Comments Off on What You Need to Know About Writing Lesson Plans
You do want to get into this particular field, writers. Writing lesson plans and courses for virtual schools, universities, districts and state departments presents you with the opportunity to shape the relay of information, to practice communicating with different audiences, and to scale your copy up or down depending on student needs. That is, it allows a writer to practice their craft in unique and valuable way.
I just finished a multi-month contract in which I developed two courses for a client. Throughout the project I took a few notes that I wanted to share with fellow writers and with potential clients about some best practices when it comes to writing lesson plans.
Writing lesson plans requires an identification with the audience. As I wrote instructions, I had specific past students in mind.
This led to the use of active words for the text, just as I always use active words in my lectures. These grab the students’ attention. They are accustomed to listening for these trigger words that mean that I, as the teacher, am requiring something of them.
It also helped me to keep scenarios and instructions general enough to pertain to different students. Or, if these items could not be made general, having past students in my head as an example helped me to make sure that the scenarios or instructions I wrote were relevant and applicable to different populations.

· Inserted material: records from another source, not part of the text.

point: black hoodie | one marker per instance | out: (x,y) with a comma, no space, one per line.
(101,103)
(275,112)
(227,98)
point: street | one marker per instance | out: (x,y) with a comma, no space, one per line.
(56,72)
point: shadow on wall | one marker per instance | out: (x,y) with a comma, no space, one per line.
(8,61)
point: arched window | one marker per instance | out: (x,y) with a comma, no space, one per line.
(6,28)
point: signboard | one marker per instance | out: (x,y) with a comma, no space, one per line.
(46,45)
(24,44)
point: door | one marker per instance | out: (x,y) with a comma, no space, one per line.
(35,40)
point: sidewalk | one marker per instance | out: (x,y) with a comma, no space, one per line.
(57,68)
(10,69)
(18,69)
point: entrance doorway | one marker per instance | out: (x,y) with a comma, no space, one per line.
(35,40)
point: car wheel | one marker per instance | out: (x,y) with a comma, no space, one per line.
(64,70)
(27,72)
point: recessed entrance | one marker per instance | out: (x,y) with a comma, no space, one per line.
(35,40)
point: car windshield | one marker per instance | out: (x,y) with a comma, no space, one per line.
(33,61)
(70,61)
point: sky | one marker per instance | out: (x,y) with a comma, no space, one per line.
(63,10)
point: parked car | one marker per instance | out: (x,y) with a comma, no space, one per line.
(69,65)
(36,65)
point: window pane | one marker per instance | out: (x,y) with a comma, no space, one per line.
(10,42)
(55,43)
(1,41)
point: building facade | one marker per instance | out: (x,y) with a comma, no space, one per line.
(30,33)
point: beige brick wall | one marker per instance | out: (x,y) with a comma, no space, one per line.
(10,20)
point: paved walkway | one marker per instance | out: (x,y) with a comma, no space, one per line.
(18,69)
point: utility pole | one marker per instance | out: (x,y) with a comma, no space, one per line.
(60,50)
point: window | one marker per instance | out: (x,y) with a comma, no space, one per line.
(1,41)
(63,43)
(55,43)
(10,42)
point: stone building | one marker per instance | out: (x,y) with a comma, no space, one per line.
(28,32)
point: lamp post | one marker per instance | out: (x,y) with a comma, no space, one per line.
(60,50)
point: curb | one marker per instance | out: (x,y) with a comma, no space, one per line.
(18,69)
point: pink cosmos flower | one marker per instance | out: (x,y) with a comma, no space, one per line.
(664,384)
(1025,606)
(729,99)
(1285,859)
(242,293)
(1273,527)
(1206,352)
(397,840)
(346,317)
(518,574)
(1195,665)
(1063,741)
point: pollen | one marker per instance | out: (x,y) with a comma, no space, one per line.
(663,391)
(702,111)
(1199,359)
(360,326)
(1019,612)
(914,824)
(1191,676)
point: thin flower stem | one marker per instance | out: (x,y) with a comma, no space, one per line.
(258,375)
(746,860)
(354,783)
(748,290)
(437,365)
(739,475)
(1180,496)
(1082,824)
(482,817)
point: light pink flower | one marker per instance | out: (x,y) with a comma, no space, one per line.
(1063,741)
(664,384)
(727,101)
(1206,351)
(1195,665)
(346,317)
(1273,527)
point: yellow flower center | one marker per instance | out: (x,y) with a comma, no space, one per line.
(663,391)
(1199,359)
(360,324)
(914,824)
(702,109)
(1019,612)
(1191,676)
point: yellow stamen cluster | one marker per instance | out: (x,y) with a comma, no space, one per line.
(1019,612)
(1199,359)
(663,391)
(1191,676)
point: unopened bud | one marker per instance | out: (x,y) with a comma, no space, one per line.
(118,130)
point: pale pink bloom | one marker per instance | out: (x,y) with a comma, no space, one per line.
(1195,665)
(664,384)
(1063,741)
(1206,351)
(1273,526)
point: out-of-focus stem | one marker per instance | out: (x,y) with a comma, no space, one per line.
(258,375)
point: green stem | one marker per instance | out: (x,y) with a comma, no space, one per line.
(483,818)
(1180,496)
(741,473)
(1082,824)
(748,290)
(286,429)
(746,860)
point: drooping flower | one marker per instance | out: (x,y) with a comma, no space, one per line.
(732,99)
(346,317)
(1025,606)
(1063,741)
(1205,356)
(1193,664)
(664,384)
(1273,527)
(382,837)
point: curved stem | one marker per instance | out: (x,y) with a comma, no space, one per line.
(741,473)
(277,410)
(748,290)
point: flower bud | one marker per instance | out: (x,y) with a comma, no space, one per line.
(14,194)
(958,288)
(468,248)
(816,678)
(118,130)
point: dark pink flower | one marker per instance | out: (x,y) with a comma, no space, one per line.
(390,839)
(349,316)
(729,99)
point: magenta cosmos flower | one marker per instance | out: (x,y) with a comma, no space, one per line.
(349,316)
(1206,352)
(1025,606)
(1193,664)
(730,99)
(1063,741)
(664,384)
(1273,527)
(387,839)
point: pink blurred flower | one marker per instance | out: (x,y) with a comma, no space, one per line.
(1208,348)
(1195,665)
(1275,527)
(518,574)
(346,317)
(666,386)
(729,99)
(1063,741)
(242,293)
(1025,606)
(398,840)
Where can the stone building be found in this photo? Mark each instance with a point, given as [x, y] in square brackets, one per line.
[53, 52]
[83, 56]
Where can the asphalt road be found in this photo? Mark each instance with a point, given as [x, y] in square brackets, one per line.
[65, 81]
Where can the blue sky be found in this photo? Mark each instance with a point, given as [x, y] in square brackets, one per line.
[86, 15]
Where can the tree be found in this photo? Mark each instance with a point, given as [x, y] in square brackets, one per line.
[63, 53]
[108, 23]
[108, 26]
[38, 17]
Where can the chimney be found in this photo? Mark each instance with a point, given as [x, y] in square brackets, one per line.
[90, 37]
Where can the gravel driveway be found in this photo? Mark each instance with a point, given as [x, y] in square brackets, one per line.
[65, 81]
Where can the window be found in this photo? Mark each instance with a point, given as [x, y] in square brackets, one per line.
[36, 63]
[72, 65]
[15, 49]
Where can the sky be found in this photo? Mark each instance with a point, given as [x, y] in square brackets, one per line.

I was often able to actively practice being welcoming to and inclusive of many different types of students. Being the mother of two children who identify heavily as Latino, I know they treasure school work and books that reflect them. Being the teacher of some absolutely amazing students of different backgrounds, I know that I want them to understand that someone out there somewhere treasures them and seeks to understand their experience as best as possible- even a little. In that vein, I was able to write in ways that reflected many different kinds of student situations. For example, I was careful when writing “parents,” often substituting it for “family members.” In writing scenarios, I was careful to use many different kinds of names that hopefully reflected the variety of ethnicity and gender that the future students will come from.
This project allowed writers to refer to resources that we chose ourselves. This means that I was able to practice and demonstrate to students what kind of resources are trustworthy and worthwhile to them. In past classes, I’ve repeatedly admonished students to choose well when it comes to online research. This project allowed me to practice what I preach- that is, to serve as an example and to show the many incredible resources available “out there.”
Writing lesson plans is a great outlet for writers who have the K-12 background and practice knowledge. As I noted above, you can draw on past teaching experiences, but the medium- writing lessons “blind”- has it’s own challenges. Use my hints to give your client the best copy possible! And clients, be sure that any writer you hire understands these concepts. Your future students stand to benefit!